A few dishes went even further wayward, including an overcheesed and undersauced lasagne featuring thick slabs of bland mozzarella dripping with ricotta. Chicken piccata, submerged in a sea of capers, was done in by too much salt. Nona Mia’s kitchen seems perpetually flummoxed by vegetables, relying on bagged greens for its insalata mista and turning its lemony fried zucchini appetizer (mozzarella sticks retrofitted for the farmer’s market crowd) into an immersion course in salty breading.
Most of the other dishes I tried were passable, including an acceptably prepared chicken parm and a nicely sauced spaghetti with meatballs. The meatballs reappeared alongside hunks of sausage in a savory penne with Sunday gravy; while the meatballs were too mushy for my taste, the sausage was well-seasoned. Still, the meats and sauces couldn’t disguise the sub-par pasta. And on that particular visit, no server appeared to offer us shredded parm, the universal fix for Italian-American dishes.
The service is friendly but often chaotic. On each of my visits, we had a parade of servers, none of whom seemed quite sure about what they were there to do. Some of the mistakes were excusable—a server poured wine for two of my male guests and an empty chair before filling my glass and then left his corkscrew on our table; another failed to bring silverware even after the food had arrived—while others bordered on bizarre. On one visit I requested water, and the server delivered instead a tall glass of ice. “That will be water soon,” he promised.
Fortunately, you don’t need to concern yourself with Nona Mia’s problems. Have a seat on the patio, order a pizza and a $13 bottle of surprisingly good house chianti, and watch the Patton Avenue traffic go by. Or, as so many come-and-go fans have learned, it’s just as well to call ahead for takeout.
I was very disappointed in the reviewers report on Nona Mia.
My husband & I have eaten meals at different times of the day, sometimes including our large family group, other times just the two of us.
We have found it to be one of our very favorite dining establishments. We are eating the very freshest Italian cuisine.
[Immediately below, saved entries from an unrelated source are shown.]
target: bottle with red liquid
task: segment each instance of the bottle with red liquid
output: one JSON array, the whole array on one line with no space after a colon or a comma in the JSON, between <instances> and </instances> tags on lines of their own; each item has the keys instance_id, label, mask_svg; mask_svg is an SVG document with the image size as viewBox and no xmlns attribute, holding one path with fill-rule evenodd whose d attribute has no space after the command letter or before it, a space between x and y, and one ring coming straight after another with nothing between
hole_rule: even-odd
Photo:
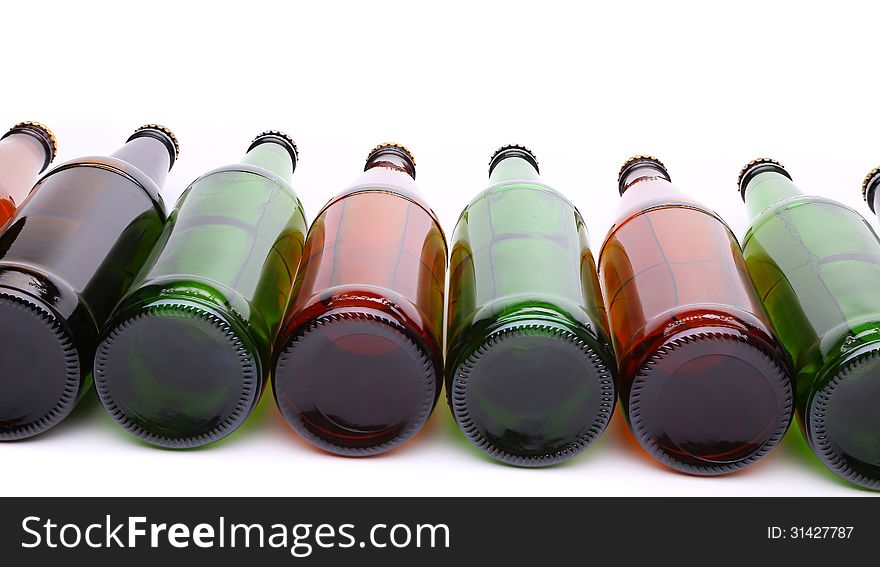
<instances>
[{"instance_id":1,"label":"bottle with red liquid","mask_svg":"<svg viewBox=\"0 0 880 567\"><path fill-rule=\"evenodd\" d=\"M39 122L19 122L0 138L0 227L12 218L57 153L55 135Z\"/></svg>"},{"instance_id":2,"label":"bottle with red liquid","mask_svg":"<svg viewBox=\"0 0 880 567\"><path fill-rule=\"evenodd\" d=\"M377 146L306 238L272 383L291 427L332 453L403 443L440 392L446 240L415 175L406 148Z\"/></svg>"},{"instance_id":3,"label":"bottle with red liquid","mask_svg":"<svg viewBox=\"0 0 880 567\"><path fill-rule=\"evenodd\" d=\"M739 244L656 158L631 158L618 183L599 275L633 434L692 474L754 463L788 428L793 384Z\"/></svg>"}]
</instances>

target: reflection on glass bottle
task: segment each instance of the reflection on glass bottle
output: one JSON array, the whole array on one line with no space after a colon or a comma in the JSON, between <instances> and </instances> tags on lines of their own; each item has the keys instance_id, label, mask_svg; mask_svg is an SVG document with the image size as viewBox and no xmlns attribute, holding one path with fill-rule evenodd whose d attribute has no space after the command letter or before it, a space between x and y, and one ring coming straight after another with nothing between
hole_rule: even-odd
<instances>
[{"instance_id":1,"label":"reflection on glass bottle","mask_svg":"<svg viewBox=\"0 0 880 567\"><path fill-rule=\"evenodd\" d=\"M614 354L580 213L505 146L452 236L446 392L468 439L512 464L585 449L614 408Z\"/></svg>"},{"instance_id":2,"label":"reflection on glass bottle","mask_svg":"<svg viewBox=\"0 0 880 567\"><path fill-rule=\"evenodd\" d=\"M0 439L49 429L91 385L101 326L162 234L166 128L47 173L0 235Z\"/></svg>"},{"instance_id":3,"label":"reflection on glass bottle","mask_svg":"<svg viewBox=\"0 0 880 567\"><path fill-rule=\"evenodd\" d=\"M167 244L98 348L98 394L126 430L195 447L251 414L303 252L306 220L290 187L296 162L293 140L265 132L241 163L181 195Z\"/></svg>"},{"instance_id":4,"label":"reflection on glass bottle","mask_svg":"<svg viewBox=\"0 0 880 567\"><path fill-rule=\"evenodd\" d=\"M619 189L599 274L633 433L685 472L745 467L780 441L794 401L736 238L656 158L627 161Z\"/></svg>"},{"instance_id":5,"label":"reflection on glass bottle","mask_svg":"<svg viewBox=\"0 0 880 567\"><path fill-rule=\"evenodd\" d=\"M739 187L749 273L794 361L798 421L828 468L880 488L880 241L853 209L804 195L776 161ZM866 180L872 210L876 183Z\"/></svg>"},{"instance_id":6,"label":"reflection on glass bottle","mask_svg":"<svg viewBox=\"0 0 880 567\"><path fill-rule=\"evenodd\" d=\"M19 122L0 138L0 228L57 153L55 135L39 122Z\"/></svg>"},{"instance_id":7,"label":"reflection on glass bottle","mask_svg":"<svg viewBox=\"0 0 880 567\"><path fill-rule=\"evenodd\" d=\"M409 151L380 145L309 229L272 380L291 427L330 452L399 445L440 392L446 241L414 179Z\"/></svg>"}]
</instances>

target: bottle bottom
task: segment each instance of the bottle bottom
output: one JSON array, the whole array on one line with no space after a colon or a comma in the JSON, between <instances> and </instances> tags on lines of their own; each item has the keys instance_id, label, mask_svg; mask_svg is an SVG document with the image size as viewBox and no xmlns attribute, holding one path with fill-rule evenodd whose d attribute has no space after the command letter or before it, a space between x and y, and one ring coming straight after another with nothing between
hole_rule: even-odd
<instances>
[{"instance_id":1,"label":"bottle bottom","mask_svg":"<svg viewBox=\"0 0 880 567\"><path fill-rule=\"evenodd\" d=\"M808 436L825 465L846 480L880 490L880 350L863 353L813 397Z\"/></svg>"},{"instance_id":2,"label":"bottle bottom","mask_svg":"<svg viewBox=\"0 0 880 567\"><path fill-rule=\"evenodd\" d=\"M300 329L278 355L282 415L339 455L383 453L415 435L437 399L429 351L384 315L334 312Z\"/></svg>"},{"instance_id":3,"label":"bottle bottom","mask_svg":"<svg viewBox=\"0 0 880 567\"><path fill-rule=\"evenodd\" d=\"M779 443L791 423L792 390L785 369L742 336L699 332L668 340L636 374L629 421L661 463L724 474Z\"/></svg>"},{"instance_id":4,"label":"bottle bottom","mask_svg":"<svg viewBox=\"0 0 880 567\"><path fill-rule=\"evenodd\" d=\"M255 356L227 321L174 302L149 306L105 335L95 386L127 431L185 449L219 441L244 423L261 378Z\"/></svg>"},{"instance_id":5,"label":"bottle bottom","mask_svg":"<svg viewBox=\"0 0 880 567\"><path fill-rule=\"evenodd\" d=\"M546 323L492 333L456 369L449 392L467 438L499 461L559 463L586 449L614 409L614 380L595 351Z\"/></svg>"},{"instance_id":6,"label":"bottle bottom","mask_svg":"<svg viewBox=\"0 0 880 567\"><path fill-rule=\"evenodd\" d=\"M58 424L76 404L80 378L65 325L36 301L0 292L0 440Z\"/></svg>"}]
</instances>

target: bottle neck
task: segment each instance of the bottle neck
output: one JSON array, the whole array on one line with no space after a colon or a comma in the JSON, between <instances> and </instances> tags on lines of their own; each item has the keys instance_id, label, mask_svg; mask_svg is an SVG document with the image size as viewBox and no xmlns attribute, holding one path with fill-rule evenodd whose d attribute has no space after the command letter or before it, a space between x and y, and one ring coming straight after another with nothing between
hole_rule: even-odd
<instances>
[{"instance_id":1,"label":"bottle neck","mask_svg":"<svg viewBox=\"0 0 880 567\"><path fill-rule=\"evenodd\" d=\"M755 175L749 180L744 191L749 218L754 218L779 201L803 195L791 179L776 171L765 171Z\"/></svg>"},{"instance_id":2,"label":"bottle neck","mask_svg":"<svg viewBox=\"0 0 880 567\"><path fill-rule=\"evenodd\" d=\"M620 194L630 191L634 186L645 182L659 182L664 185L672 185L669 174L651 163L638 164L626 172L618 181Z\"/></svg>"},{"instance_id":3,"label":"bottle neck","mask_svg":"<svg viewBox=\"0 0 880 567\"><path fill-rule=\"evenodd\" d=\"M540 179L540 175L532 163L515 156L504 158L496 163L489 174L489 182L493 184L518 179L537 181Z\"/></svg>"},{"instance_id":4,"label":"bottle neck","mask_svg":"<svg viewBox=\"0 0 880 567\"><path fill-rule=\"evenodd\" d=\"M267 169L288 183L290 183L293 170L296 168L293 156L290 155L287 148L271 141L253 146L245 154L241 163Z\"/></svg>"},{"instance_id":5,"label":"bottle neck","mask_svg":"<svg viewBox=\"0 0 880 567\"><path fill-rule=\"evenodd\" d=\"M3 172L0 199L11 198L19 205L30 193L48 160L46 146L25 133L0 140L0 171Z\"/></svg>"},{"instance_id":6,"label":"bottle neck","mask_svg":"<svg viewBox=\"0 0 880 567\"><path fill-rule=\"evenodd\" d=\"M407 159L393 149L380 150L370 156L367 164L364 166L364 171L370 171L375 168L392 169L405 173L413 179L416 178L416 167L412 160Z\"/></svg>"},{"instance_id":7,"label":"bottle neck","mask_svg":"<svg viewBox=\"0 0 880 567\"><path fill-rule=\"evenodd\" d=\"M133 138L113 152L113 157L141 170L160 189L171 169L171 155L165 144L149 136Z\"/></svg>"}]
</instances>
We feel your critic was “harsh” to the extreme in the review.
Everyone should try this for themselves and let their own taste buds be the judge.
As a chef myself, I have to admit this review was spot on. The pizza is some of the best around town, but the other dishes are lackluster and uninspired. Take your pie to go and enjoy it outside the chaos of Nona Mia Italian Kitchen, where the service is manic and inconsistent and the atmosphere disappointingly reflects its locale, overlooking Patton Ave and nestled between a used car sales lot and Blockbuster video.
I started going to Nona Mia when they first opened and many parts of this article were true – though I really liked the place. I have started going back recently and the service has drastically improved and I’ve realized that though I’m not impressed by some of their pasta dishes (I don’t like to order pasta at restaurants anyway) their specials are so great I can’t wait to tell everyone I know about Nona Mia! The little restaurant is great – give it a try!
Well, I think this restaurant deserves a revist by anyone who, like us, dined there when first opened and left uninspired. My wife thoroughly enjoyed her panzanella (Italian bread salad), and I with the Sunday gravy, and returned in August to a wonderful lunch; I had the Italian sandwich and she couldn’t resist a rematch with the salad. And the waitstaff was refreshingly upbeat on both visits. And beware, they draw a crowd so go there either early or late.